Galvanizado, presa de un frenesí inextinguible, el joven repitió su maniobra. Después, cansado de esa artimaña demasiado fácil, desarmó a su segundo muerto y blandió su espada para enfrentarse cara a cara con un milanés. Buscando su presa como un lobo joven en medio de una manada de ciervos, divisó a un soldado que, subido en un tocón, hacía girar un hacha de mango largo. Mondo yacía a sus pies con la cabeza medio arrancada del cuerpo. Dragoncino avanzó sin sentir ningún miedo. El deseo de matar lo animaba y sentía una voluptuosidad feroz, un placer salvaje que decuplicaba sus fuerzas y su habilidad. Evitando con un quiebro el gran hierro del hacha, lanzó una estocada bajo el mentón del hachero, que cayó hacia atrás arrastrándolo consigo, ya que no había soltado la empuñadura de la espada. Cuando se levantó para buscar una nueva víctima, Dragoncino constató que el combate había terminado. El último enemigo acababa de morir. Con el escudo perforado y la espada mellada, Kelus puso pie a tierra y tomó el arnés de un caballo sin dueño. Se acercó al hijo de su antiguo capitán y le tendió la brida.

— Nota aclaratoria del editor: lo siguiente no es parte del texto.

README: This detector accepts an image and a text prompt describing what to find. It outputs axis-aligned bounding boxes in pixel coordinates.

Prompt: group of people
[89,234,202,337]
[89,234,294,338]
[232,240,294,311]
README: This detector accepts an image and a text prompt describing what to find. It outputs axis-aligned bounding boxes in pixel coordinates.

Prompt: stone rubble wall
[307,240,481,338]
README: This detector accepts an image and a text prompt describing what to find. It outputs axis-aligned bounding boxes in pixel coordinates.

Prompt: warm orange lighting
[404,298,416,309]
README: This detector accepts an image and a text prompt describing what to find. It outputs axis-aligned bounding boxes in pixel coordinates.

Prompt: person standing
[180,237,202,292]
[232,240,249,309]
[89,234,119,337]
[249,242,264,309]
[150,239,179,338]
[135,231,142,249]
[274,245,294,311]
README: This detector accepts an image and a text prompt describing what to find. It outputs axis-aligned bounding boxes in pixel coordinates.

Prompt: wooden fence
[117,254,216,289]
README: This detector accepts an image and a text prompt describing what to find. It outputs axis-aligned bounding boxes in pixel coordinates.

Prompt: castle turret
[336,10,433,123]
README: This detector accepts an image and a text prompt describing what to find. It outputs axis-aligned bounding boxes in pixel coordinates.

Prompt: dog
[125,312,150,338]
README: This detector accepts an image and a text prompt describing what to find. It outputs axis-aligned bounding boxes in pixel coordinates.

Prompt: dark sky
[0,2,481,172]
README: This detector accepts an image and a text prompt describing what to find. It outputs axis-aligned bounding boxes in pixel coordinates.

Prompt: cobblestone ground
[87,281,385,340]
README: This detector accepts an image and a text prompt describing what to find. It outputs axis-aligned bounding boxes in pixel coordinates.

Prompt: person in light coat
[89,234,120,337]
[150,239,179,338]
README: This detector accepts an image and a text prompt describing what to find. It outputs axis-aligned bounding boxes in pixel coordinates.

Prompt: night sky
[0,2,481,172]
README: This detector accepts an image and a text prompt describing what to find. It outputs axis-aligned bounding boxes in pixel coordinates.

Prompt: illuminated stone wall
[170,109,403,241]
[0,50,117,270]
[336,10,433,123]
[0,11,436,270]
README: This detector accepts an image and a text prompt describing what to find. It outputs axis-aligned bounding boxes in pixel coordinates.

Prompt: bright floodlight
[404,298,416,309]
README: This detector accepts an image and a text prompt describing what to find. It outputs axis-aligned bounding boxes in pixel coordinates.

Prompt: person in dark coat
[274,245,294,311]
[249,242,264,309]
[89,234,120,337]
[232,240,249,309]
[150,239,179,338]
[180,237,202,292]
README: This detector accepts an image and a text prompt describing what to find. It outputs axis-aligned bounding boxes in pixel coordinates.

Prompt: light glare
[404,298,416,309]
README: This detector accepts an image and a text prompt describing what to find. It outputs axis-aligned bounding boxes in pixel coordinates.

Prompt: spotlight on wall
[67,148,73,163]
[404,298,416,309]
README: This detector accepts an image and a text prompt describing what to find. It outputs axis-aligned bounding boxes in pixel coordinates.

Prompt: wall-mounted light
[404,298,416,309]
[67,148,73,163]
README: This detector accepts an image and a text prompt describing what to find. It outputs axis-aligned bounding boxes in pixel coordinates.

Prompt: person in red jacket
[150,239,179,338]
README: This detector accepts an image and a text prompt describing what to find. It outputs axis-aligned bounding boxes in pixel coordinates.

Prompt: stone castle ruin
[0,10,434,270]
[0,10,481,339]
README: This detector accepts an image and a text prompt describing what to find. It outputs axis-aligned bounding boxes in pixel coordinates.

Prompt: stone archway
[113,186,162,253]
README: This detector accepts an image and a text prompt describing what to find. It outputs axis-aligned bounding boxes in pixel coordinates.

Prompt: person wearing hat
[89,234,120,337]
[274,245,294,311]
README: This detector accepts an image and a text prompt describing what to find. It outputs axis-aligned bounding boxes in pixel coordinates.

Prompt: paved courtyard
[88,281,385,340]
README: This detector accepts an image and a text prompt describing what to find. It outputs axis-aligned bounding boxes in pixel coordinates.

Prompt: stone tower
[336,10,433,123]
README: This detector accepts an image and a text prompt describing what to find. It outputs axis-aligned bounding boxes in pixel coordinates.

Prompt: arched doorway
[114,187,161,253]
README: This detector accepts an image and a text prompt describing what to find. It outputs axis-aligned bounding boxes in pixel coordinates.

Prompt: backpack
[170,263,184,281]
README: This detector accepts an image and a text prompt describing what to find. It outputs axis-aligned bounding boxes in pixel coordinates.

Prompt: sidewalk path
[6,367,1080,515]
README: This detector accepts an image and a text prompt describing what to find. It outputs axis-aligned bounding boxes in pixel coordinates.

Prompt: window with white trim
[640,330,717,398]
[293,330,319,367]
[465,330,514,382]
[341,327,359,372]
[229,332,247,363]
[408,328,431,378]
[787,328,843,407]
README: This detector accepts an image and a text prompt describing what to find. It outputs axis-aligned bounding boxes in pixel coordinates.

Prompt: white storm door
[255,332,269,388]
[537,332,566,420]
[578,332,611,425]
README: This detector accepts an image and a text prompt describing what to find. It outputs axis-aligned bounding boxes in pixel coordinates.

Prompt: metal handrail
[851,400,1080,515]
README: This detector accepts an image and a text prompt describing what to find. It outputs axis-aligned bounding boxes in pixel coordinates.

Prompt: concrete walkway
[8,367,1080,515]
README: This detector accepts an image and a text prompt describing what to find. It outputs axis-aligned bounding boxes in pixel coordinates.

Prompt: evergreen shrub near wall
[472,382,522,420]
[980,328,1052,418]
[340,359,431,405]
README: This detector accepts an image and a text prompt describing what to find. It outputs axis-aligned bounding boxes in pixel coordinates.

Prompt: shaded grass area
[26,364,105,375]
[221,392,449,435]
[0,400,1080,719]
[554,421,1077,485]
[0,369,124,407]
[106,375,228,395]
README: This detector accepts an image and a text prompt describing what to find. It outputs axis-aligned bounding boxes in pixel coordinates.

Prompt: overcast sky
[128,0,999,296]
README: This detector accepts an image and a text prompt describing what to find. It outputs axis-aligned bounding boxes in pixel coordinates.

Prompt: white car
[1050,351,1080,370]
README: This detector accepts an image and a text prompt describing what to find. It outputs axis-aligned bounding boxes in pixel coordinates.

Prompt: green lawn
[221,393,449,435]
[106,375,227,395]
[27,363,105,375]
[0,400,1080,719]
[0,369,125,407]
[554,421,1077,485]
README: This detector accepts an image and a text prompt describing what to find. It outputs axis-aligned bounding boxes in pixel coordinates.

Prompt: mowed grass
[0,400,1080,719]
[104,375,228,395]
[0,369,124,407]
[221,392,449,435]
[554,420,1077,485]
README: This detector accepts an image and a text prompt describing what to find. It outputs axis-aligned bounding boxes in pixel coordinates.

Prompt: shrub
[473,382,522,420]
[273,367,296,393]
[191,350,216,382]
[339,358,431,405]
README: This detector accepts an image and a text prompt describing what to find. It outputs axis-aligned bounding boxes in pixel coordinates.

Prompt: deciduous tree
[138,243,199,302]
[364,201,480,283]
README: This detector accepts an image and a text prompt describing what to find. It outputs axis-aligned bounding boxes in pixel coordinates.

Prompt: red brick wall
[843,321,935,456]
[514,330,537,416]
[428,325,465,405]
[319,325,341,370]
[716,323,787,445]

– Los muertos no necesitan pertrechos, pequeño. Pasa tú primero y toma lo que te haga falta.

Con un cuidado de esteta, Dragoncino se compuso un atuendo de botas altas, calzas de malla y un peto de acero picado de óxido, pero de una hechura adecuada. Las piezas de su armadura eran demasiado grandes, y tuvo que rellenar su camisa y sus calzones con puñados de paja. Las briznas amarillas que sobresalían aquí y allá le daban un aire de espantapájaros que provocó las risas de sus compañeros. Pero Kelus mandó callar las malas lenguas recordándoles que el joven sire Galjero había dado muestras de un coraje excepcional en su primer combate, y que había vengado a su compañero Mondo al abatir de un golpe al verdugo milanés.

Desde aquel día, el avance de la tropa fue retrasado por tres heridos graves que dificultaban la marcha. A mediados de octubre, la compañía llegó a la Romagna, por donde el ejército francés había pasado antes. Una tarde muy ventosa penetraron en el burgo de Mordano, donde no quedaban más que piedras. Lo que allí vieron les hizo maldecir a sus enemigos para la eternidad. Los franceses no habían tenido misericordia con nadie. Las mujeres yacían desnudas en el barro. Los cadáveres de los soldados estaban amontonados sobre las barricadas y servían de pasto a las ratas y a los perros vagabundos. Echados unos contra otros, cuerpos de orondos burgueses desbordaban de un pozo donde los habían arrojado tras desnudarlos y torturarlos para hacerles confesar dónde habían escondido el oro. Kelus no había visto un horror semejante en su vida. Con el rostro descompuesto, ordenó a sus hombres cavar tumbas para sepultar a los muertos, pero era una labor demasiado pesada para una tropa de tan reducido número. Encontraron pez en los almacenes, rociaron los despojos con el combustible y los quemaron entre los muros derruidos de la iglesia.